Astronomers are also excited about the exoplanet potential of another telescope, the European Space Agency’s (ESA) Gaia observatory. Launched into space in 2013 primarily to map the motions and locations of billions of stars in our galaxy, the telescope is also expected to find thousands of exoplanets. At the AAS meeting, Sasha Hinckley of the University of Exeter in England — who leads one of the first exoplanet imaging programs at JWST — announced that using Gaia and the Very Large Telescope (VLT) in Chile, his team had seen an unusual planet about 130 light-years from Earth. It appears to be undergoing nuclear fusion. “It burns deuterium,” he says, referring to the isotope of hydrogen that achieves nuclear fusion that powers starlight at temperatures lower than regular hydrogen. Hinckley says further studies of the system could help astronomers draw less blurry lines between stars, planets and brown dwarfs — the latter a loosely defined class of objects that lie between planets and stars in mass. The planet 130 light-years away, spotted thanks to Gaia seeing its host star’s motion wobble due to the gravitational pull of the unseen world, could be one of several upcoming exoplanets discovered by the telescope, some of which could also be interesting targets for JWST.
However, it appears that the search for Earth-like worlds will determine the legacy of JWST’s exoplanet despite being beyond the reach of a telescope. “That’s where all of this work is headed, and that’s why the majority of people are involved in this game,” says Hinckley.

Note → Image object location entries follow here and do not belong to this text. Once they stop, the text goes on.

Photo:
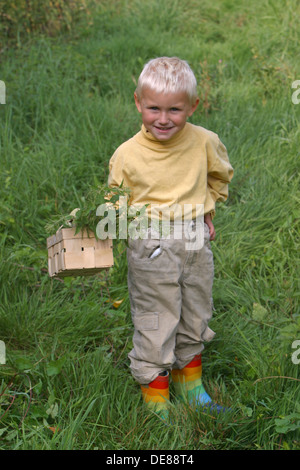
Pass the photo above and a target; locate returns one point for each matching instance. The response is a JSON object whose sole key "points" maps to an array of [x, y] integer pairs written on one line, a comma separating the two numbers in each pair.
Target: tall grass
{"points": [[67, 384]]}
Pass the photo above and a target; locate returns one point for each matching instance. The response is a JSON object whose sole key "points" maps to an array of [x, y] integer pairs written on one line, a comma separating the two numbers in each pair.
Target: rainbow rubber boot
{"points": [[189, 387], [156, 395]]}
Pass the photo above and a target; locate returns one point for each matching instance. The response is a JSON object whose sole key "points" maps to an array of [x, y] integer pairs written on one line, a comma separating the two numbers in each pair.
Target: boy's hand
{"points": [[208, 221]]}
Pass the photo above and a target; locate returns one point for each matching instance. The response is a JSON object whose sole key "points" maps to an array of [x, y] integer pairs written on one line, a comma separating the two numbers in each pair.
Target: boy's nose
{"points": [[163, 118]]}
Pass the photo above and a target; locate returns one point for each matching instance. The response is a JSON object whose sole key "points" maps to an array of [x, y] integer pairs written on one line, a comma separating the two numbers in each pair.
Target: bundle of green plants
{"points": [[100, 204]]}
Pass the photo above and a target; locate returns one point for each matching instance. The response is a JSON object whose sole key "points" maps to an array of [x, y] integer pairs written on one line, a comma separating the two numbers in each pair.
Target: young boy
{"points": [[173, 164]]}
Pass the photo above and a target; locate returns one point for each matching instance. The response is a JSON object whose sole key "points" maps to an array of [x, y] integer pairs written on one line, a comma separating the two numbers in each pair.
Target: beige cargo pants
{"points": [[170, 290]]}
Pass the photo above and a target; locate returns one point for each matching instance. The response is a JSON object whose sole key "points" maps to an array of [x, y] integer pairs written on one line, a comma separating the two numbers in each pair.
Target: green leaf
{"points": [[22, 363], [55, 367], [259, 313]]}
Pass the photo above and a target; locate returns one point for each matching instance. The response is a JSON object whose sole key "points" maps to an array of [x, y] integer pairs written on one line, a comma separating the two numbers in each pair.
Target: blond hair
{"points": [[168, 75]]}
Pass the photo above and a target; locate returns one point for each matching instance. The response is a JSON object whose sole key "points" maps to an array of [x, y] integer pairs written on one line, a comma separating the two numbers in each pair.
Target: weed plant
{"points": [[66, 383]]}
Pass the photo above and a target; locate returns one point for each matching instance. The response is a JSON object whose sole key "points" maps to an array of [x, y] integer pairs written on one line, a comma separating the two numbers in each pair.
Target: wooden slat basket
{"points": [[77, 255]]}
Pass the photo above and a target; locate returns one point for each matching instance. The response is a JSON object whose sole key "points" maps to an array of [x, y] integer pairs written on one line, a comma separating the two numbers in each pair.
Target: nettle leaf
{"points": [[55, 367], [259, 313]]}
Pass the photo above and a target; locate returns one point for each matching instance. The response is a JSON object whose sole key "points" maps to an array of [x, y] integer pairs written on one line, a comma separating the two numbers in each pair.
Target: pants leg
{"points": [[168, 301], [196, 306]]}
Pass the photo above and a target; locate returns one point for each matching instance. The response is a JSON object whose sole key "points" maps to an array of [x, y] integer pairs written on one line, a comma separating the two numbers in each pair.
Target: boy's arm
{"points": [[219, 175], [219, 171]]}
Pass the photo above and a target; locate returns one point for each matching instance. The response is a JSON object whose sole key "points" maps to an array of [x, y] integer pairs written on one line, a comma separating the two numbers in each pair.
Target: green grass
{"points": [[69, 104]]}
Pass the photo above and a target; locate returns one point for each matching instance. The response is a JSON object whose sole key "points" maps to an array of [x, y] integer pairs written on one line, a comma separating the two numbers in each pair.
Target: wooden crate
{"points": [[77, 255]]}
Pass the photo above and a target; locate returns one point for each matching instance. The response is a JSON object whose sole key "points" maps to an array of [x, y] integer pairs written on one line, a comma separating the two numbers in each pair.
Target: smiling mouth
{"points": [[163, 129]]}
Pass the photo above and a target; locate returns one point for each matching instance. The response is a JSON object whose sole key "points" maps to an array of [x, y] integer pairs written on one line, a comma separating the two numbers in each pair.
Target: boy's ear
{"points": [[137, 103], [193, 107]]}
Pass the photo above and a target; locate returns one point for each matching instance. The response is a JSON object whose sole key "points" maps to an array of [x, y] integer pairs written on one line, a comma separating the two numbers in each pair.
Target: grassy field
{"points": [[66, 383]]}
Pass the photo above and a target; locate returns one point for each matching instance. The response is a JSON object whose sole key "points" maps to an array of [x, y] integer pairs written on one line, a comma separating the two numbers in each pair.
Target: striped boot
{"points": [[156, 394], [188, 385]]}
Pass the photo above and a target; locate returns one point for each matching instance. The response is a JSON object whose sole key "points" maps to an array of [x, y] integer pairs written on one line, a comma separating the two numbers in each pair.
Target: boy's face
{"points": [[164, 115]]}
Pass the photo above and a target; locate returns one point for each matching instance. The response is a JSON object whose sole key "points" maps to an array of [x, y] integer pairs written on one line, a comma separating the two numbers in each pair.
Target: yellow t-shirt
{"points": [[186, 172]]}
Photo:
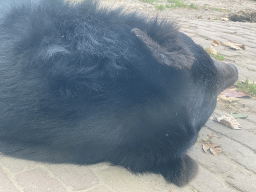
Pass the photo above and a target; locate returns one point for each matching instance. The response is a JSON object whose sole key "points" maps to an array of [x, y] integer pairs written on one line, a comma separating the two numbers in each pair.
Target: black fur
{"points": [[77, 82]]}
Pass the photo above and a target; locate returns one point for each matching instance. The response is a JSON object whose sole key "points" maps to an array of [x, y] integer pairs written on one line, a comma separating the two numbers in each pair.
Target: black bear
{"points": [[90, 85]]}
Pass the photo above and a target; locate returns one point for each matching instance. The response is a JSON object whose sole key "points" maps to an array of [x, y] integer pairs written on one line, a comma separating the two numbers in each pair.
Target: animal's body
{"points": [[93, 85]]}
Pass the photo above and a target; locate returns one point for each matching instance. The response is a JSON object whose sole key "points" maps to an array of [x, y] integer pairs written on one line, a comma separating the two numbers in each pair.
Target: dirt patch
{"points": [[205, 9], [248, 15]]}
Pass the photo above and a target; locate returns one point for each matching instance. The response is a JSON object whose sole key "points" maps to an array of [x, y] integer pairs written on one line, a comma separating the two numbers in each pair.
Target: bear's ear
{"points": [[181, 59]]}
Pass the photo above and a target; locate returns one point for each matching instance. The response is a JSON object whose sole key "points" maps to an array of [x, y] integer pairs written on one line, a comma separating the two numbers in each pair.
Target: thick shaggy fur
{"points": [[76, 82]]}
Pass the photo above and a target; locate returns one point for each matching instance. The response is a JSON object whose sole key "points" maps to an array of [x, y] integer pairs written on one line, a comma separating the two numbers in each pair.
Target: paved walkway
{"points": [[234, 170]]}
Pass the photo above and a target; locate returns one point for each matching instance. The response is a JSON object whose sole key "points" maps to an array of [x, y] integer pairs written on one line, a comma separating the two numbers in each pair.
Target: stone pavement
{"points": [[233, 170]]}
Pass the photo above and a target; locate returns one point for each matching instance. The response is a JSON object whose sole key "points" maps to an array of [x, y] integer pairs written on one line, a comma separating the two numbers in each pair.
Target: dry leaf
{"points": [[206, 147], [227, 99], [213, 135], [212, 50], [215, 149], [234, 93], [229, 121], [224, 19], [234, 46], [240, 45], [215, 43]]}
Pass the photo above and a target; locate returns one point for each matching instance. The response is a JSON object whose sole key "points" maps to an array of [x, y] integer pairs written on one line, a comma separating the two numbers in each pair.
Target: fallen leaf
{"points": [[240, 45], [234, 93], [241, 116], [224, 19], [212, 51], [215, 149], [227, 99], [231, 45], [206, 147], [229, 121], [213, 135], [215, 43]]}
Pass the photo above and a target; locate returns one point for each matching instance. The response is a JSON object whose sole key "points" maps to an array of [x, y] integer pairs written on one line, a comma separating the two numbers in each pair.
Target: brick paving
{"points": [[233, 171]]}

In 2026, a new ESA mission called PLATO will be launched, with finding such worlds as its primary goal. PLATO will stare out at vast expanses of the sky, for the first time, to seriously search for Earth-like worlds around sun-like stars within 1,000 light-years of the solar system. A few dozen such planets are expected to be found during the telescope’s initial four-year mission, says Ana Heras of the European Space Agency, the mission’s project scientist. “We really don’t know what the incidence is [for Earth-like planets]she says. PLATO will go so far as to tell us how many, if any, are in the corner of the galaxy.

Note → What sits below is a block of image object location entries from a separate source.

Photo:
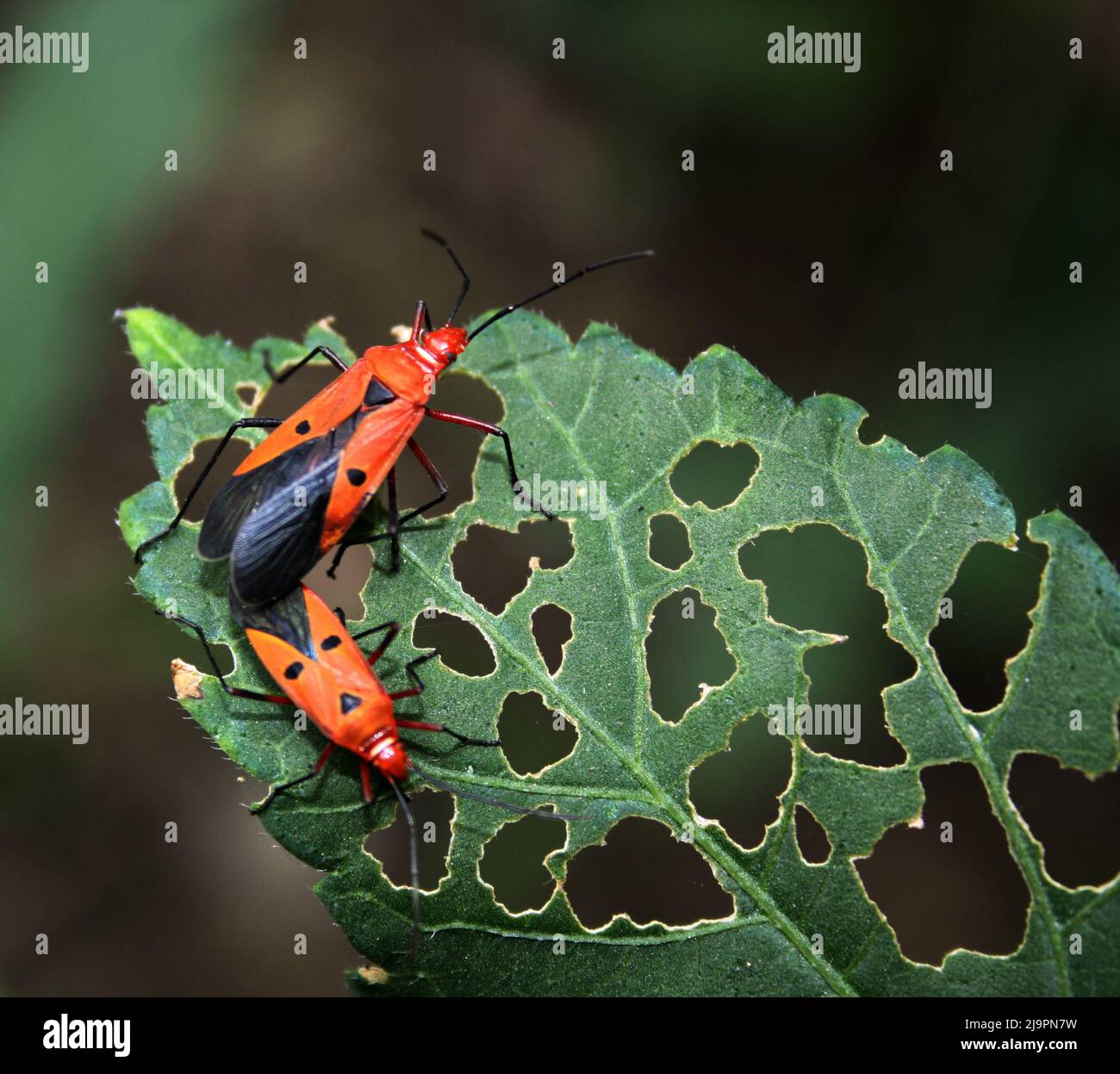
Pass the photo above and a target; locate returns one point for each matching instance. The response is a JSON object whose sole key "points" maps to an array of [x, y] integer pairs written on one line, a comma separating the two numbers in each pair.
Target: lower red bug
{"points": [[308, 651]]}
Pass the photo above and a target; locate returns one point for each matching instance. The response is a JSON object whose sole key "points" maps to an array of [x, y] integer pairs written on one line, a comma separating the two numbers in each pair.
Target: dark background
{"points": [[320, 160]]}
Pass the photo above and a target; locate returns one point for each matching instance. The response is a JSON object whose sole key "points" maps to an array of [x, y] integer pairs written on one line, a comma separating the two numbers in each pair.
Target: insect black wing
{"points": [[246, 493], [278, 543], [286, 618]]}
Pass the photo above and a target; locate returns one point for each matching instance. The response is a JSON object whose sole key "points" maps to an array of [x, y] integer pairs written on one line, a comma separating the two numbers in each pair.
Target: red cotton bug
{"points": [[308, 651], [299, 491]]}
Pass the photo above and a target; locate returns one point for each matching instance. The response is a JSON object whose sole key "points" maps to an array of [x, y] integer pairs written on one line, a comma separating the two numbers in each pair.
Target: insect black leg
{"points": [[280, 377], [494, 431], [458, 264], [395, 523], [291, 783], [233, 691], [425, 726], [243, 424], [391, 630], [413, 862], [411, 668]]}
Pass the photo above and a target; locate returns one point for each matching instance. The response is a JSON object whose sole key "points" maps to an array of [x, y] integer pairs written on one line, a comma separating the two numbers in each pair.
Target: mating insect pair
{"points": [[295, 499], [302, 489]]}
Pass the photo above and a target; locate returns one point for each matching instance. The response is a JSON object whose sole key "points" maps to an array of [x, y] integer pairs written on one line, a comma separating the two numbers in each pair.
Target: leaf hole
{"points": [[984, 622], [513, 862], [812, 840], [235, 452], [432, 812], [739, 787], [941, 888], [493, 566], [532, 736], [462, 645], [683, 651], [712, 474], [669, 541], [344, 590], [551, 627], [643, 872], [816, 578], [1075, 819]]}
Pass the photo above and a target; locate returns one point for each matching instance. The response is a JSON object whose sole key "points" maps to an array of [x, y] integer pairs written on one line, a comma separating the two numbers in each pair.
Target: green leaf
{"points": [[605, 410]]}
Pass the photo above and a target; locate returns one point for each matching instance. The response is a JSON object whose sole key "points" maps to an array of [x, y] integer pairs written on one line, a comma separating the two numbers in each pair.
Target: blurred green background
{"points": [[320, 160]]}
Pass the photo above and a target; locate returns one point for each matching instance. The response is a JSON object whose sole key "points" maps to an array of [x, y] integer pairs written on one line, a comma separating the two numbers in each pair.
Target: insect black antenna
{"points": [[556, 287], [482, 798], [458, 264], [414, 869]]}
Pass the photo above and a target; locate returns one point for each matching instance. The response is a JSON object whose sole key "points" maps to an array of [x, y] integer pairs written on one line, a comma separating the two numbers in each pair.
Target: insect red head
{"points": [[446, 343]]}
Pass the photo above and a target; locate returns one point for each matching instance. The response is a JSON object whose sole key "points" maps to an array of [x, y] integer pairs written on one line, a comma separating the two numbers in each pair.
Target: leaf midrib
{"points": [[671, 808]]}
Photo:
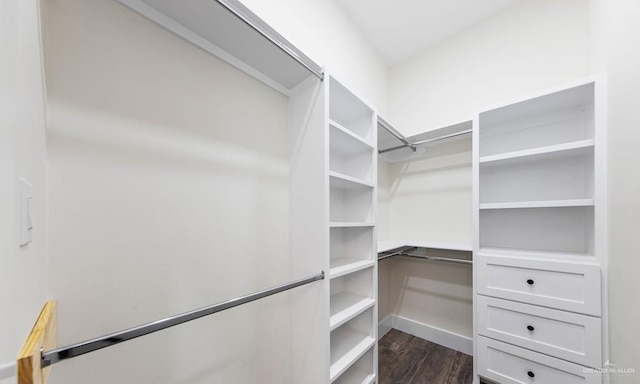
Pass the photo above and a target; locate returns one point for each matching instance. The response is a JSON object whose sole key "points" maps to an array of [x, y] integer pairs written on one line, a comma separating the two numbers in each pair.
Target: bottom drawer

JWST will not be able to study such worlds closely. Nor will its successor, the Nancy Grace Romanian Space Telescope, due for launch by 2027, be able to do so. But Roman will play a crucial role alongside his other science goals: testing advanced coronagraph technology that will be needed to produce images of potentially habitable Earth-like worlds around stars like our sun. This technology is then supposed to be used in JWST and Roman’s successor, It was newly named the Habitable Worlds Observatory, which is scheduled to launch no later than the late 2030s with a mission to produce the first-ever images of a potentially habitable Earth. Such a telescope would have to be “about 100 times more stable” in space than the James Webb Space Telescope to achieve such a goal, says Bruce McIntosh, director of the University of California Observatories. “This is no small challenge.”
The road to this possibility is long. “We’re at the very beginning of the journey here,” Clampin says. But even setting aside any talk of holy grails, the early transformational results of exoplanets in the JWST remain exciting for scientists. However, the best is yet to come. “People need to be patient,” says Lewis. “The first course is all about picking the low-hanging fruit. We’re going to go crazy for the next few courses.”